Electronic cargo clearance to ease congestion at port

Cargo at a container freight station in Mombasa port. Kenyan companies are set to benefit from central clearance of cargo at the port using a new electronic system. Photo/FILE

What you need to know:

  • Kenya International Trade Freight & Warehousing Association said it was working with the government to introduce the National Electronic Single Window System from October.
  • The system will bring together all parties involved in international trade including exporters, importers, and government agencies like Kenya Revenue Authority and Kenya Bureau of Standards.
  • It will also allow companies to pay taxes and lodge trade documents for processing and clearance by the authorities.
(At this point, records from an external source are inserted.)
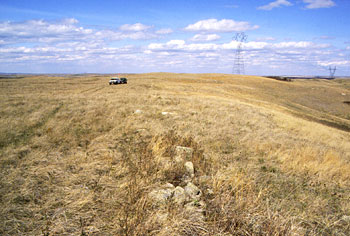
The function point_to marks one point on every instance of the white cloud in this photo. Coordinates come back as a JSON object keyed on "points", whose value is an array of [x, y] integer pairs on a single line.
{"points": [[300, 44], [134, 27], [205, 37], [277, 3], [40, 28], [314, 4], [40, 31], [266, 39], [225, 25], [164, 31]]}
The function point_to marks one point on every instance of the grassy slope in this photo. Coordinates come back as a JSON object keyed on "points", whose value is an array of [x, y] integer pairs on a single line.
{"points": [[76, 159]]}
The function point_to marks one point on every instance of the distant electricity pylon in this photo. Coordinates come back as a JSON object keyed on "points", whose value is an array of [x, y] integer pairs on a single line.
{"points": [[332, 71], [238, 66]]}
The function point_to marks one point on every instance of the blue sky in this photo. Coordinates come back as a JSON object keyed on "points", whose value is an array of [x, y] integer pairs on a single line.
{"points": [[285, 37]]}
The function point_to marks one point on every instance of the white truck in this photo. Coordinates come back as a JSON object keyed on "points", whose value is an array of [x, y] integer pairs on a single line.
{"points": [[118, 81]]}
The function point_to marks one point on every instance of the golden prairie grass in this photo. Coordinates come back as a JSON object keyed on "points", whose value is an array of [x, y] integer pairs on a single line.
{"points": [[272, 158]]}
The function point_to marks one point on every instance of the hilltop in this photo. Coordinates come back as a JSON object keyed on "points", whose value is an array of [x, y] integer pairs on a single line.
{"points": [[81, 157]]}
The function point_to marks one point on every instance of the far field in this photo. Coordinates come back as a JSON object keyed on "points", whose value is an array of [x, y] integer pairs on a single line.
{"points": [[80, 157]]}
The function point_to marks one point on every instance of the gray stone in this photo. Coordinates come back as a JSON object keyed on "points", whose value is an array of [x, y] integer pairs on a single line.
{"points": [[346, 219], [183, 154], [192, 191], [138, 112], [161, 196], [189, 169], [179, 195]]}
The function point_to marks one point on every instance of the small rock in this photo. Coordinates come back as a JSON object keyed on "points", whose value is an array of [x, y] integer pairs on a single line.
{"points": [[189, 169], [161, 196], [205, 179], [210, 191], [168, 186], [183, 153], [193, 191], [138, 112], [179, 195], [346, 219]]}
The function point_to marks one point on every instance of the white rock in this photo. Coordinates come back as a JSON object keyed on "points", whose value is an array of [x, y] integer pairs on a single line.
{"points": [[193, 191], [179, 195], [189, 169], [183, 153], [160, 196], [168, 186]]}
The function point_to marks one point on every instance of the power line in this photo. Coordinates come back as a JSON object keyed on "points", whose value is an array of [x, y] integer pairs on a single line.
{"points": [[238, 65]]}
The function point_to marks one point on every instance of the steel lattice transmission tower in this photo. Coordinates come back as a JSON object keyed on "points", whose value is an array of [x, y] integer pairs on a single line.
{"points": [[238, 66]]}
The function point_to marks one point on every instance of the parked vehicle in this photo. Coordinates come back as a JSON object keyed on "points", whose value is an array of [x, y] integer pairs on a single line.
{"points": [[118, 81], [123, 80]]}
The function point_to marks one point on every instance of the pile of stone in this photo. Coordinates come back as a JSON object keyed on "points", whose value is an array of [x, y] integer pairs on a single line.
{"points": [[188, 196]]}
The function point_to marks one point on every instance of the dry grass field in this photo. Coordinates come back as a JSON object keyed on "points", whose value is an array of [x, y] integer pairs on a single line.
{"points": [[81, 157]]}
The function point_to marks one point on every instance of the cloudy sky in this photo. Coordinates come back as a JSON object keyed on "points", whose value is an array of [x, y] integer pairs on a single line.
{"points": [[285, 37]]}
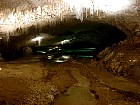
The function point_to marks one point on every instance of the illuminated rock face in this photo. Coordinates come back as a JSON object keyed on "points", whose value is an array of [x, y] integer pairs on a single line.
{"points": [[42, 12]]}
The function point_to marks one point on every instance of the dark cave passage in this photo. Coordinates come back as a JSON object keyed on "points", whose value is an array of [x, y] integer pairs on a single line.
{"points": [[101, 35]]}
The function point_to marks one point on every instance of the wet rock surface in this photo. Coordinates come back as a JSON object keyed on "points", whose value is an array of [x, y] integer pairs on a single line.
{"points": [[113, 80]]}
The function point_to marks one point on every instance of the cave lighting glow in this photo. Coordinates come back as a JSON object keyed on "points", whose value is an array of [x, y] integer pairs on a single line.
{"points": [[54, 9]]}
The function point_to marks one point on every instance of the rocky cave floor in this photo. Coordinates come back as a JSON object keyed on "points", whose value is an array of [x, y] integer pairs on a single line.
{"points": [[113, 80]]}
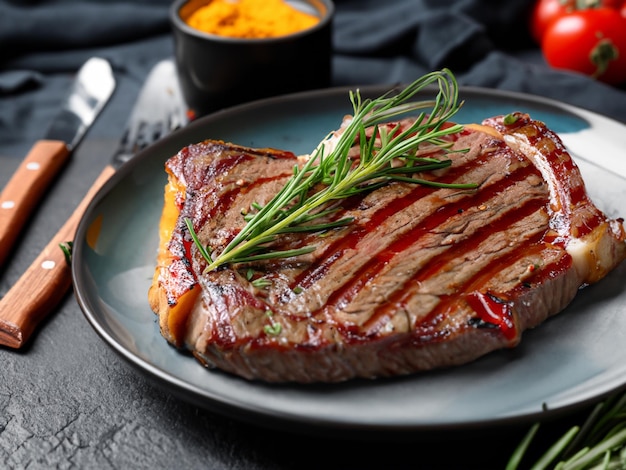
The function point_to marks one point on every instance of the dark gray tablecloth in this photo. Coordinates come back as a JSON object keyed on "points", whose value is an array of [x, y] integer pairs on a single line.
{"points": [[67, 400]]}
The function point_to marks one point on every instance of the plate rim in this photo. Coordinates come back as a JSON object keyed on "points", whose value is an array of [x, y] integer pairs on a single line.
{"points": [[207, 399]]}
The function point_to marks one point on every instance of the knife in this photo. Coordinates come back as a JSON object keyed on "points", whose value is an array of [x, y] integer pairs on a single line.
{"points": [[90, 91], [158, 110]]}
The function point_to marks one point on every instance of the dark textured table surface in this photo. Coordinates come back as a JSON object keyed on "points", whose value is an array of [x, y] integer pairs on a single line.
{"points": [[67, 400]]}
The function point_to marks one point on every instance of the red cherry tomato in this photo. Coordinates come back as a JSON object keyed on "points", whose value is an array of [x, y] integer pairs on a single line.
{"points": [[592, 42], [545, 12]]}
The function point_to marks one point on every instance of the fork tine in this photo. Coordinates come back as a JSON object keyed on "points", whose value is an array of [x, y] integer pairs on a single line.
{"points": [[158, 111]]}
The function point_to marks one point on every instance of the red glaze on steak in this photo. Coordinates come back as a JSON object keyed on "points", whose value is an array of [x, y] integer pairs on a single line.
{"points": [[423, 278]]}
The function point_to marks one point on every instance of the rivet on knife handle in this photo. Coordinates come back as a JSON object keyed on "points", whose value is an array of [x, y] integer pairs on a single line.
{"points": [[26, 187], [44, 284]]}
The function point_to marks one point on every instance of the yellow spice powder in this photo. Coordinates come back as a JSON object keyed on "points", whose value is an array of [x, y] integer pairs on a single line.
{"points": [[250, 18]]}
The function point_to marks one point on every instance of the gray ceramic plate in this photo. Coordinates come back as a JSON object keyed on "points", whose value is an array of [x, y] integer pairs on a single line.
{"points": [[570, 361]]}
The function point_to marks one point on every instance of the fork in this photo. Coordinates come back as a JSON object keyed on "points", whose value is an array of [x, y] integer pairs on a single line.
{"points": [[159, 110]]}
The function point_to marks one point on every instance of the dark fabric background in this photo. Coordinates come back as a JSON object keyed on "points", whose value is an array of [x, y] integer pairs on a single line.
{"points": [[484, 42], [66, 404]]}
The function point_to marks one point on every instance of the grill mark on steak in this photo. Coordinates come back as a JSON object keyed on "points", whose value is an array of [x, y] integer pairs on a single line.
{"points": [[423, 278]]}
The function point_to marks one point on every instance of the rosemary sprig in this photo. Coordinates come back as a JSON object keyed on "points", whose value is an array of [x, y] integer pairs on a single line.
{"points": [[600, 443], [385, 155]]}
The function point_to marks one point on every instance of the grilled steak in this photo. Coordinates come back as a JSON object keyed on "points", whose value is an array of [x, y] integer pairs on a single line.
{"points": [[423, 278]]}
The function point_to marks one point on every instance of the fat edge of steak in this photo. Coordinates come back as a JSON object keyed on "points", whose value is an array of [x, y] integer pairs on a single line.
{"points": [[451, 307]]}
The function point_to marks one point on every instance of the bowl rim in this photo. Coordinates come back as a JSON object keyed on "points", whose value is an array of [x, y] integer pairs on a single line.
{"points": [[182, 26]]}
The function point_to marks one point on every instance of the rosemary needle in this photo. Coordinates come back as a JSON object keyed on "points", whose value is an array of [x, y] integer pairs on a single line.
{"points": [[296, 204]]}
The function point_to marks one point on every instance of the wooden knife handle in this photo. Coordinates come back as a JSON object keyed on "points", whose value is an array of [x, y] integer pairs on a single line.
{"points": [[46, 282], [26, 188]]}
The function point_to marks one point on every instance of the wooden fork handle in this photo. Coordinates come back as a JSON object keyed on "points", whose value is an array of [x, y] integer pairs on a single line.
{"points": [[26, 188], [46, 282]]}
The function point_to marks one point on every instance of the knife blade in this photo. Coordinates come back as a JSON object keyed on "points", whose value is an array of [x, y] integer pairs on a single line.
{"points": [[91, 89], [159, 109]]}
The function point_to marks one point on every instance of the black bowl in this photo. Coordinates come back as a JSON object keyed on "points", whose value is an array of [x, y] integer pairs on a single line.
{"points": [[217, 71]]}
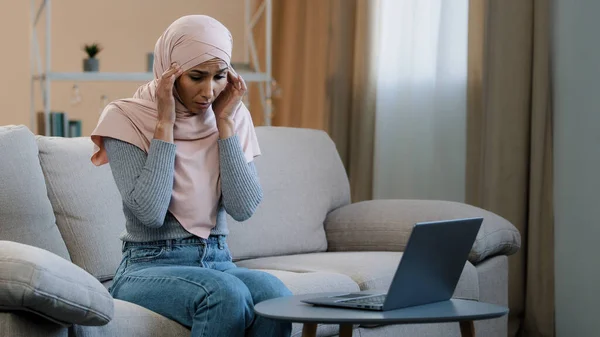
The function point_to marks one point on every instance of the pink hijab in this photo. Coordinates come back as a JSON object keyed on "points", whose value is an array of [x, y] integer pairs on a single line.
{"points": [[189, 41]]}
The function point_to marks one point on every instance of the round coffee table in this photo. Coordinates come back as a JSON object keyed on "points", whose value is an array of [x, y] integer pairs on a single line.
{"points": [[291, 309]]}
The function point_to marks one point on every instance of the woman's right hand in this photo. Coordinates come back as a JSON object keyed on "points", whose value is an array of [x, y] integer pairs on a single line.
{"points": [[164, 94]]}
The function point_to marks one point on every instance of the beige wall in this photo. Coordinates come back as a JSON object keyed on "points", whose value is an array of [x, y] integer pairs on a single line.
{"points": [[127, 29]]}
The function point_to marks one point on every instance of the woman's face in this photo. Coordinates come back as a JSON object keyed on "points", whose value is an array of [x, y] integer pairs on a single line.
{"points": [[198, 87]]}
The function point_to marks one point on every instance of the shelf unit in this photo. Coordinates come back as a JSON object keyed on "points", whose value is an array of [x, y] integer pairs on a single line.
{"points": [[250, 70]]}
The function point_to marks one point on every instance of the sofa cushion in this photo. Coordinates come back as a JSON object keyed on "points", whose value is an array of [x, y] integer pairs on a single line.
{"points": [[36, 280], [19, 324], [370, 270], [132, 320], [86, 202], [387, 224], [25, 211], [303, 178]]}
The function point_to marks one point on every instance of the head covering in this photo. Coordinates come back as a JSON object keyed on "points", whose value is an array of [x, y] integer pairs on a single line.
{"points": [[189, 41]]}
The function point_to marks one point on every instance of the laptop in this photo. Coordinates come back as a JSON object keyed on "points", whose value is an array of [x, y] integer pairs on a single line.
{"points": [[428, 272]]}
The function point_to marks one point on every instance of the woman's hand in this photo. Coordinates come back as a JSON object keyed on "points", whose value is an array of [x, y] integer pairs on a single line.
{"points": [[164, 94], [166, 103], [227, 103]]}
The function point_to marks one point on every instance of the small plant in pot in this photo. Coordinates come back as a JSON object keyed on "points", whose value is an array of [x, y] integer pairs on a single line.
{"points": [[91, 63]]}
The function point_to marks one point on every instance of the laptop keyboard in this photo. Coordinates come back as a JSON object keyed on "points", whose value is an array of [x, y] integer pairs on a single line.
{"points": [[373, 300]]}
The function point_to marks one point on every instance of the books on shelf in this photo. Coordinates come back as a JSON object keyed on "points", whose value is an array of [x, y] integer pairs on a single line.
{"points": [[60, 125]]}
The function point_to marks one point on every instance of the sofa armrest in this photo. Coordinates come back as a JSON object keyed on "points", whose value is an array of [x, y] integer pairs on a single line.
{"points": [[36, 280], [386, 225]]}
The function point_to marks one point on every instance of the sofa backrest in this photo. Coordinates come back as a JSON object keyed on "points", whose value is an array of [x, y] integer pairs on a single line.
{"points": [[303, 179], [79, 205], [25, 212]]}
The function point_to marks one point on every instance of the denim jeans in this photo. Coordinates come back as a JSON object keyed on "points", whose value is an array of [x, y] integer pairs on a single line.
{"points": [[194, 282]]}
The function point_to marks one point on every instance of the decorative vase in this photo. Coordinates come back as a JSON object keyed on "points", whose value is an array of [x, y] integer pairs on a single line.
{"points": [[90, 64], [150, 62]]}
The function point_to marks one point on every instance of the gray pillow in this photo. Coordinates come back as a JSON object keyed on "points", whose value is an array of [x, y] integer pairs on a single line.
{"points": [[26, 215], [86, 203], [36, 280]]}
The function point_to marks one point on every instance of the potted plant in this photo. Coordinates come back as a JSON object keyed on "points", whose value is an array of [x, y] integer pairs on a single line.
{"points": [[91, 63]]}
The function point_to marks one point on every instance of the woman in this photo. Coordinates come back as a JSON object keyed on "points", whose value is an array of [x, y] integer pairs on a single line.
{"points": [[181, 152]]}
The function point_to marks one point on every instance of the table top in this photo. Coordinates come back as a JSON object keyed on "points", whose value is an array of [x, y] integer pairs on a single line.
{"points": [[291, 309]]}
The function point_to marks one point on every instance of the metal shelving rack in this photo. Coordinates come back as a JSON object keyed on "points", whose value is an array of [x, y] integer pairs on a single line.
{"points": [[250, 69]]}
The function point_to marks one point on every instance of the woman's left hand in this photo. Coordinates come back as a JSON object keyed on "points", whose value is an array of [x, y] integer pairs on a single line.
{"points": [[231, 97]]}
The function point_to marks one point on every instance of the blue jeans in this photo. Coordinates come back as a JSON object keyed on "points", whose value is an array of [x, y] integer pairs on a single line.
{"points": [[194, 282]]}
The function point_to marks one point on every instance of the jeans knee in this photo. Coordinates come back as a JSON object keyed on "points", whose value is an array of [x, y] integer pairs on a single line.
{"points": [[234, 293], [272, 287]]}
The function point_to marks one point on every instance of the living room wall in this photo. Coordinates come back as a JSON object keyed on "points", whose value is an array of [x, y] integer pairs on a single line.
{"points": [[577, 163], [127, 30]]}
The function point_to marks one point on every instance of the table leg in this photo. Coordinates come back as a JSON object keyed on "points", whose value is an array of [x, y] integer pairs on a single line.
{"points": [[309, 330], [467, 329], [346, 330]]}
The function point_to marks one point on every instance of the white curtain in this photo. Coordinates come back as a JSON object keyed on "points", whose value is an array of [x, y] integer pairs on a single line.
{"points": [[420, 128]]}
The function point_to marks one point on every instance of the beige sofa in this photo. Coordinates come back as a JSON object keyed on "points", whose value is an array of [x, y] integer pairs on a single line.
{"points": [[306, 232]]}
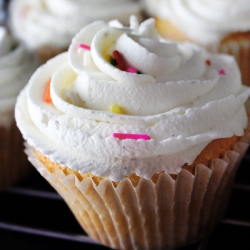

Kenyan companies are set to benefit from central clearance of cargo at Mombasa port using a new electronic system, a move that will reduce delays and costs in international trade.

The Kenya International Trade Freight & Warehousing Association said it was working with the government to introduce the National Electronic Single Window System from October.

The system will bring together all parties involved in international trade including exporters, importers, and government agencies like Kenya Revenue Authority and Kenya Bureau of Standards.

It will also allow companies to pay taxes and lodge trade documents for processing and clearance by the authorities.

Finance minister Njeru Githae said recently that government agencies had not been collaborating to clear goods at the port, leading to prolonged delays as companies dealt with each institution separately.

“The implementation of the project is expected to result in reduction of dwell time of cargo at the port and improve the ease of doing business in the country,” the association said in a statement.

The new system is also expected to cut delays and costs of importing or exporting goods, a move that would help raise the country’s competitiveness in the region.

Delays in cross-border trade was one of the major factors that saw Kenya drop 12 places in the latest edition of the World Bank’ Ease of Doing Business survey.

The country was ranked as the world’s 121st most competitive country this year down from position 109 last year.

It now takes an average of 26 days to import a container compared to 24 days a year earlier — a development that pushed Kenya’s cross-border trade ranking down to 148 from 141 a year earlier.

The cost of importing a container also rose by 7.3 per cent to $2,350 (Sh199,750) from $2,190 (Sh186,150) in the same period a year earlier.

Kenyan exporters were not spared the deterioration of the business environment as the cost of shipping out a container rose by 9.7 per cent to $2,255 (Sh191,675) from $2,055 (Sh174,675) the previous year.

The high costs and delays have raised the cost of doing business, eating into margins of companies which sometimes pass the additional costs to consumers in terms of higher prices.

Industry insiders say the delays and rise in costs of international trade are linked to bureaucracy and inadequate capacity at the Mombasa port to handle fast-growing cargo volumes.

The port, which was designed to handle an equivalent of 250,000 20-foot containers annually, currently handles more than 700,000 20-foot containers per year.

Port authorities expect demand for cargo handling to reach 960,000 20-foot containers equivalent by 2015.

The proposed electronic clearance system, together with the planned expansion of the port, will see congestion at the facility ease significantly and boost service delivery.

The government has started the building of a second container terminal at Kilindini harbour creating space for an additional 1.2 million containers.